I have something to share. I have been contemplating it for a complete long time If I am going to share this or not. The only reason for sharing this time around is because I normally read my blog when I am down, and it truly brings back my spark once I read my past experiences. It humbles me. So today I will start by saying at the age of 42 almost 43, I am really having a hard time finding friends. I really want a friend and for some times now I have not found one that truly I can say be my best friend. My husband is my automatic best friend wether he likes it or not. insert a smiley emoji.

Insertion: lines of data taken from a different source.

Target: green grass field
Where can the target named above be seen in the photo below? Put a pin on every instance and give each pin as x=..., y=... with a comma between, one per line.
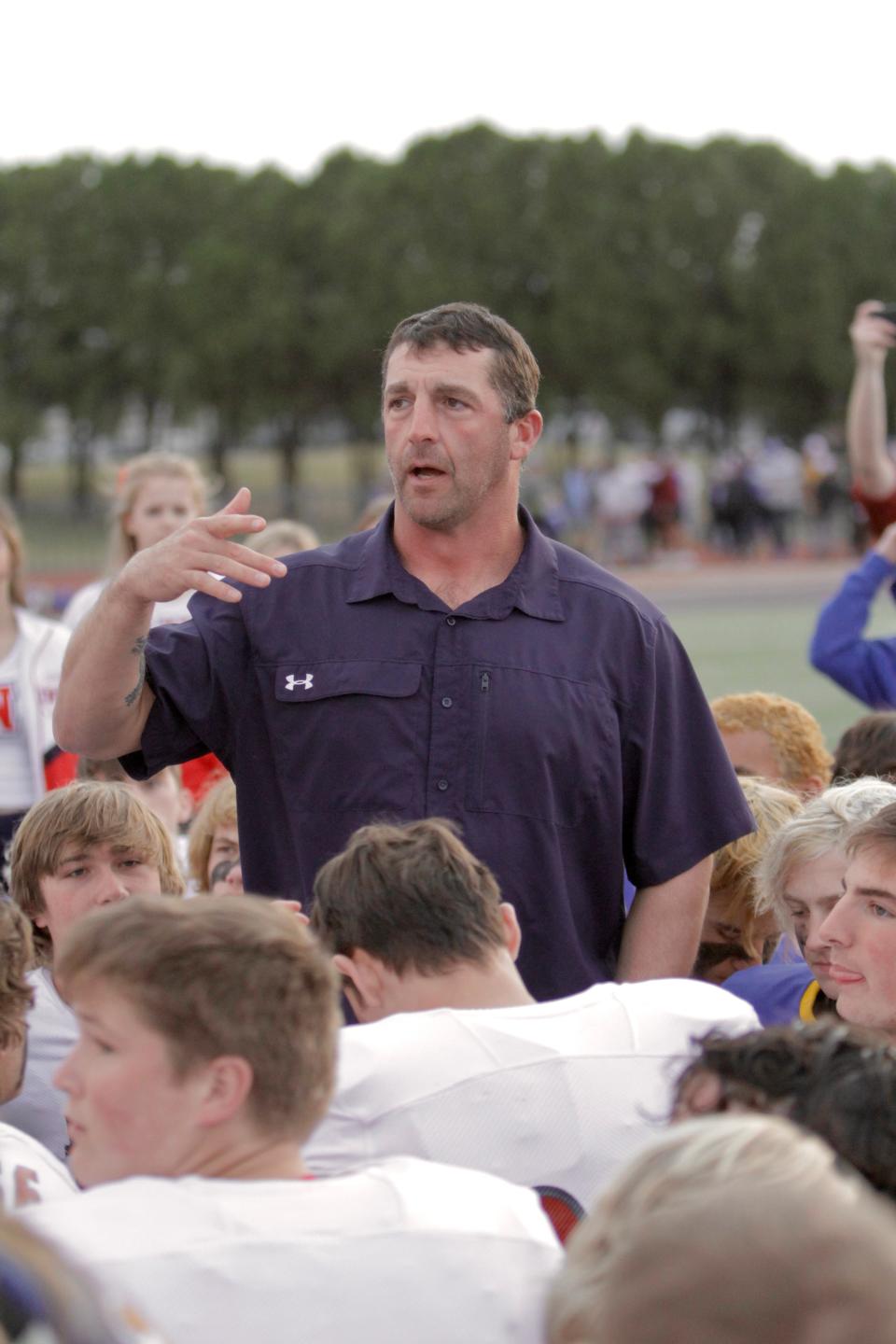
x=762, y=647
x=736, y=644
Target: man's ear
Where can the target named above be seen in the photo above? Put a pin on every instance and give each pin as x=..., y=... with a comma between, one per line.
x=363, y=983
x=226, y=1084
x=525, y=434
x=512, y=933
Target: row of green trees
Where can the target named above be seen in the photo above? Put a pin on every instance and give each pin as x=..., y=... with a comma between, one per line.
x=645, y=275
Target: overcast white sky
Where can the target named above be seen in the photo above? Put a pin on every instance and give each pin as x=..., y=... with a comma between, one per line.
x=266, y=81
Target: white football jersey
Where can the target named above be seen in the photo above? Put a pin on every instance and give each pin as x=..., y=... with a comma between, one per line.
x=403, y=1253
x=555, y=1096
x=28, y=1170
x=52, y=1031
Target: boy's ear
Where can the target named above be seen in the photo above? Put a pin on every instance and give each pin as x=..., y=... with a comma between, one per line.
x=363, y=983
x=512, y=933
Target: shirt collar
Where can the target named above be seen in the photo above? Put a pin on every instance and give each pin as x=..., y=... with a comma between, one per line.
x=532, y=586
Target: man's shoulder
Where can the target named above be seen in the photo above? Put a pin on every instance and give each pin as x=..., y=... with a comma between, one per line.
x=146, y=1215
x=590, y=582
x=669, y=1014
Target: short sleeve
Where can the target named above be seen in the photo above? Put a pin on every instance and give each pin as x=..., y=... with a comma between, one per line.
x=196, y=671
x=682, y=797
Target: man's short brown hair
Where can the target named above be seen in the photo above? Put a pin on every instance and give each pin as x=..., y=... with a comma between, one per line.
x=412, y=895
x=514, y=372
x=86, y=813
x=222, y=976
x=797, y=739
x=868, y=748
x=16, y=995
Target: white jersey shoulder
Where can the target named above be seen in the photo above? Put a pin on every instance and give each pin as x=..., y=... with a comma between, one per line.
x=560, y=1093
x=400, y=1253
x=52, y=1029
x=28, y=1170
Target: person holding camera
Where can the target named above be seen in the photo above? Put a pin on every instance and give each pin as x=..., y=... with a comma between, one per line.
x=874, y=470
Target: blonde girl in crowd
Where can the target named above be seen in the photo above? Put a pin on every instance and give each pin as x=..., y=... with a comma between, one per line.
x=31, y=652
x=155, y=495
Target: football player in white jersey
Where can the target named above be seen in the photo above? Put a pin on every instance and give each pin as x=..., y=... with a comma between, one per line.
x=28, y=1172
x=455, y=1062
x=83, y=846
x=205, y=1057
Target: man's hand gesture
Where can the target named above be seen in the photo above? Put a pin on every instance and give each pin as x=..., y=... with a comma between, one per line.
x=201, y=555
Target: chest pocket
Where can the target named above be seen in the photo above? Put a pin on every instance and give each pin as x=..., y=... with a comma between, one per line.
x=543, y=748
x=345, y=733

I feel really sad. I have friends around but the problem is I cannot open up with them with my real emotions. I am so terrified. I feel like I am the toxic friend. I struggle to open my heart to anyone. so so sad. I listen to everyone's problem. I gave advice. But deep inside me I wanted to share my real real deep emotions to a friend. But I cannot trust anyone. I am afraid that if I open too much they will judge me. Or if I get so close to them they distance themselves. I am scared. that is why I said I am the toxic friend perhaps because I cannot be totally myself.
I want a friend to hang around. to just drink coffee without me paying the whole bill. I am not complaining, I feel like people expect me to pick up the bill every time that is in the Philippines. I want a friend that also can afford to buy their own coffee. is that too much to ask? I just want to hang around with somebody, not them hang around with me because they can benefit from our friendship. I know friendship is give and take. I don't want somebody to just take and take. I am so done with that kind of friend. That is why I said I don't have friend and it is very hard to find a friend. In the US everyone is busy, and I totally get it. I want a friend in the Philippines. I hope I can find one.